ガルドレッドは姿勢を低くし、握り込んだ右拳を体の後ろに引き付ける。

バサークはその巨体からは想像もつかないスピードでガルドレッドとの距離を詰め、雄叫びと共に巨大な斧を振り下ろした。


「ウォアアアアアアアアアア!」

「強すぎた。それだけの理由で、私は里を去ったのです」

「っ!?」


ガルドレッドの右拳は突撃してきたバサークの顔面を正確にとらえ、圧倒的な衝撃がバサークの体に響く。

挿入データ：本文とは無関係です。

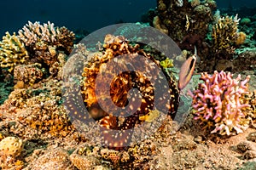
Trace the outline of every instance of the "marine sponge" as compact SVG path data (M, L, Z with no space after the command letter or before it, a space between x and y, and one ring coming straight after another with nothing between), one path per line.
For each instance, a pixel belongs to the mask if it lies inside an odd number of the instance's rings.
M11 72L15 65L26 64L29 56L24 43L15 33L12 36L9 32L5 34L0 42L0 67L9 68Z
M246 113L242 110L250 106L243 104L242 95L248 94L247 76L244 81L239 75L233 79L230 72L214 71L212 76L202 73L198 88L189 93L193 98L195 119L205 125L205 128L221 135L242 133L248 128ZM212 130L213 128L213 130Z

カウンターの形で拳を受けたバサークの体は背後へと吹き飛び、何軒もの屋敷を粉砕する。

やがて何軒目かの屋敷に激突してようやくその勢いを失ったバサークだったがすでにその目に光はなく、一撃で意識を刈り取られていた。


「そん、な。あの巨体を吹っ飛ばした?」

「あ、あのバーバリアン、ピクリとも動かないぞ」

「やった! やりましたねガルドレッド様!」


遠目から様子を見ていた職員たちは次々とガルドレッドに駆け寄って声をかける。

ガルドレッドは右拳を開いたり閉じたりしながら悲しそうに目を伏せた。


「拳を本気で振るったのは何年ぶりか……しかし意外と、使い物になってくれました」

「使い物どころか一撃でしたよ! あんなにお強いとは知りませんでした!」

「ありがとう。でも今は避難を急ぎましょう。フォアラはどこにーーー」

「ガルドレッドォォアアアアアアアア!」

「ひっ!?」

「こいつ、まだ動いた!?」


バサークは雄叫びと共にふらふらと立ち上がり、瓦礫の砂塵の奥から鋭い眼光をガルドレッドへぶつけた。

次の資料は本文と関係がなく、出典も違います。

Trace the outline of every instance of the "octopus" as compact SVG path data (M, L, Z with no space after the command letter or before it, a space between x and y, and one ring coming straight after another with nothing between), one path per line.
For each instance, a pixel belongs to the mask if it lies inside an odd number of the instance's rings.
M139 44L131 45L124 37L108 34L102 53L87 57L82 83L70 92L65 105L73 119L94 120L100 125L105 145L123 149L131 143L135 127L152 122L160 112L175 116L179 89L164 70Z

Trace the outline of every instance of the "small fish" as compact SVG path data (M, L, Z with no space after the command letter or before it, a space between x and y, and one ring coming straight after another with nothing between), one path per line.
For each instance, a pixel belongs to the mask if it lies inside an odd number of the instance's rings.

「ふざ、けんな。ふざけんなよ。馬鹿にしやがってよぉぉ!」

「バサーク……」


顔面の半分を崩しながらも半狂乱になって叫ぶバサーク。その姿を見たガルドレッドはどこか寂しそうに眉を顰めた。


「てめえの大事なもん全部を壊せねえなら、一番大事なやつを壊してやるよ!」

「???」


バサークの言葉の意味がわからず、頭に疑問符を浮かべるガルドレッド。

その視界の隅に、転がるぬいぐるみを追いかけて屋敷の影から飛び出すフォアラの姿が映った。


「あっ。クマたん!」

「フォアラ!?」


屋敷の影から姿を表してしまったフォアラにガルドレッドが驚いたその隙に、バサークは最後の力を振り絞ってフォアラとの距離を詰める。

砂塵を巻き上げ、瓦礫を弾きながら走るバサークを誰も止めることができなかった。


「ひゃははははああ!」

「ひうっ!?」


突然目の前に現れたバサークに驚き、クマのぬいぐるみを抱きしめながら瞳に涙を溜めるフォアラ。

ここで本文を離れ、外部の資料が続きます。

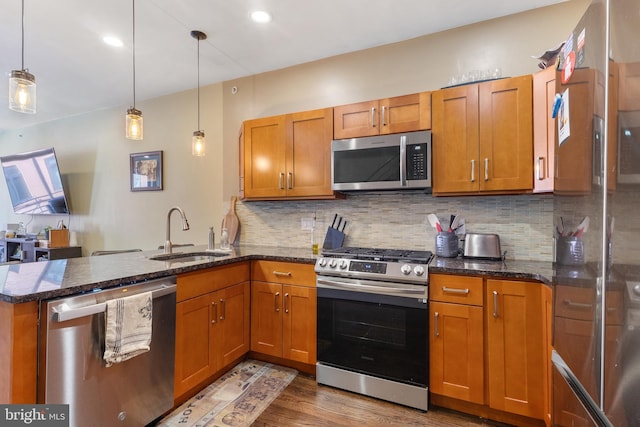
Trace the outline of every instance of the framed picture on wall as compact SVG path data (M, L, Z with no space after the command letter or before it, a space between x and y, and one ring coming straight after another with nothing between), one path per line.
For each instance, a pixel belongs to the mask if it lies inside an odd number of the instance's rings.
M133 153L129 157L131 191L161 191L162 151Z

そんなフォアラにバサークの斧が振り下ろされた刹那、巨大な体がフォアラの体を庇った。


「くっ……!」

「おい、たん?」


突然現れたガルドレッドに驚き、ぽかんと口を開けるフォアラ。

ガルドレッドの背中には巨大な斧が刺さり、おびただしい鮮血が吹き出した。


「ぐっあ!?」

「おいたん!」


苦しそうなガルドレッドの表情を見たフォアラは心配そうにぬいぐるみを抱きしめ、真っ直ぐにガルドレッドを見つめる。

汚れのないその瞳を見返したガルドレッドは痛みに耐えるため、奥歯を強く噛み締めた。